Nei prossimi mesi il governo spagnolo potrebbe disporre la chiusura per le aziende energivore durante i picchi di consumo in alcune ore della giornata. L’annuncio della ministra dell’Industria, del Commercio e del Turismo, Reyes Maroto, questa mattina nel corso di un evento organizzato dall’agenzia di stampa “Europa Press”, ha lanciato un campanella d’allarme, nonostante alcune rassicurazioni. Nel commentare il piano di emergenza a cui sta lavorando il governo per far fronte alla crisi energetica provocata dalla scoppio della guerra in Ucraina, infatti, Maroto ha affermato che si prevede un risarcimento per le perdite generate da una potenziale chiusura delle attività. Maroto ha assicurato che per la Spagna la sicurezza dell’approvvigionamento energetico per il prossimo autunno-inverno è “garantita”, anche se ha indicato che si stanno studiando “tutti i possibili scenari”, tra cui la sospensione della produzione per alcuni settori produttivi per limitare i consumi. Per ridurre al minimo gli effetti negativi di un possibile taglio delle forniture di gas da parte della Russia, Maroto ha sottolineato l’importanza di un rafforzamento delle interconnessioni di gas in Europa.

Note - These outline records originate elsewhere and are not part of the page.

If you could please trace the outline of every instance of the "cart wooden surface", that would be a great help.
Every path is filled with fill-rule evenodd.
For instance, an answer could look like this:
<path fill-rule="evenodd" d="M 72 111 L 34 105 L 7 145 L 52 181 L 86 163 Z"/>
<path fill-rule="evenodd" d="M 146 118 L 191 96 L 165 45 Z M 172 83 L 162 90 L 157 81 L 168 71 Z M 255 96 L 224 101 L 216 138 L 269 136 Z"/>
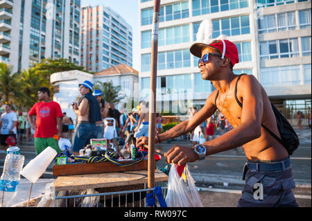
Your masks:
<path fill-rule="evenodd" d="M 168 176 L 156 169 L 155 182 L 166 182 Z M 148 171 L 137 170 L 87 175 L 60 176 L 52 184 L 55 191 L 82 190 L 88 188 L 125 186 L 146 184 Z"/>

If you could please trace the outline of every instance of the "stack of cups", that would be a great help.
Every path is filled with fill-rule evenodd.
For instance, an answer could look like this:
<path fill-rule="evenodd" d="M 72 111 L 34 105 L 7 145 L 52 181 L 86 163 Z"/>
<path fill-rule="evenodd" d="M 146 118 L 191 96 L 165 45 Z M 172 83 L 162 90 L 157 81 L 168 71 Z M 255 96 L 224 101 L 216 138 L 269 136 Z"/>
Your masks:
<path fill-rule="evenodd" d="M 51 147 L 47 147 L 21 170 L 21 175 L 34 184 L 40 176 L 46 171 L 49 165 L 53 160 L 58 152 Z"/>

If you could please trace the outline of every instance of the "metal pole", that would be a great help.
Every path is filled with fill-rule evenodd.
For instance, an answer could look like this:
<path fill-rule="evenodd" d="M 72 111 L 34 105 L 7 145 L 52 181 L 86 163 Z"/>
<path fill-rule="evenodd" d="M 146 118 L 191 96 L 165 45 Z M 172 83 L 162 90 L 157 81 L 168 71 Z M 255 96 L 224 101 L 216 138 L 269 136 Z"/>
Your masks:
<path fill-rule="evenodd" d="M 152 29 L 152 53 L 150 58 L 150 89 L 149 102 L 148 125 L 148 187 L 155 186 L 155 136 L 156 112 L 156 82 L 158 55 L 158 26 L 159 22 L 160 0 L 154 0 L 154 15 Z"/>

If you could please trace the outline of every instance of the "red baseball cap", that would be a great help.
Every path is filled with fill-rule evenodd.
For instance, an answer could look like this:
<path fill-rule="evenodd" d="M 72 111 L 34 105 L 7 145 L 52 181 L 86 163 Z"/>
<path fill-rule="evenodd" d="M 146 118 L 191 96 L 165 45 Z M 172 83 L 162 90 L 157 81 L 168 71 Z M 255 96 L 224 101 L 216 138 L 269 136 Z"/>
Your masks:
<path fill-rule="evenodd" d="M 222 53 L 222 58 L 229 58 L 232 65 L 239 62 L 239 51 L 236 46 L 229 40 L 216 39 L 207 44 L 204 43 L 194 43 L 189 48 L 190 52 L 195 56 L 202 58 L 202 51 L 205 48 L 211 47 Z"/>

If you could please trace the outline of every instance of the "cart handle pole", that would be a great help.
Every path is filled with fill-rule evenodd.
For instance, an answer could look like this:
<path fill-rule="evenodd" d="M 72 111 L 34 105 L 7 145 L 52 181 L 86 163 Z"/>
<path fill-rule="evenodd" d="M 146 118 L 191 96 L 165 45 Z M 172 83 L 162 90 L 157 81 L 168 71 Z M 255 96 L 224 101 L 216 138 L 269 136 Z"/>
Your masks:
<path fill-rule="evenodd" d="M 150 85 L 149 102 L 148 125 L 148 186 L 155 187 L 155 136 L 156 112 L 156 82 L 157 73 L 158 55 L 158 26 L 159 22 L 160 0 L 154 0 L 154 15 L 152 29 L 152 53 L 150 58 Z"/>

A questo proposito, la ministra ha citato le “reticenze” della Francia in merito alla ripresa del progetto MidCat (che collegherebbe la Spagna e la Francia mediante una condotta di 227 chilometri che attraverserebbe i Pirenei per collegare le reti dei due Paesi) ma ha ricordato che ci sono altri Stati membri, fra cui la Germania, che sono “allineati” con la posizione della Spagna. “Disponiamo del 30 per cento di capacità di rigassificazione in Europa e riteniamo che possiamo migliorare queste interconnessioni ed essere solidali con altri Paesi per evitare misure più drastiche in inverno”, ha detto Maroto. Per la ministra, questa crisi, inoltre, deve essere un incentivo per accelerare la “decarbonizzazione” dell’economia con la sostituzione dei combustibili fossili con le energie rinnovabili. Per questa ragione, il governo sta lavorando a un piano specifico che avrà un importo “molto significativo”, pur senza specificare la sua dotazione. “Abbiamo un’opportunità e non dobbiamo tornare indietro come alcuni propongono con il nucleare o il carbone. La Germania non ha scelta a causa della chiusura del gas russo, ma noi non siamo in questa situazione”, ha assicurato.

Maroto ha ribadito che l’esecutivo adatterà l’imposta sui profitti straordinari delle imprese energetiche, che ha iniziato ad essere elaborata dal Congresso dei deputati, per adeguarla alla formula che verrà definitivamente approvata a Bruxelles. La bozza del piano prevede un’aliquota dell’1,2 per cento sul fatturato delle aziende con ricavi superiori a 1 miliardo di euro per due anni. È allo studio, inoltre, una tassa sulle grandi banche, imponendo un’aliquota del 4,8 per cento sui redditi da commissioni e interessi. Nel corso del suo intervento, Maroto ha difeso l’operato dell’esecutivo dall’accusa delle opposizioni di “scarsa sensibilità” nei confronti delle imprese, ricordando alcune delle misure volte a tutelare il tessuto produttivo durante la pandemia del coronavirus come gli aiuti indiretti o le linee di credito statali.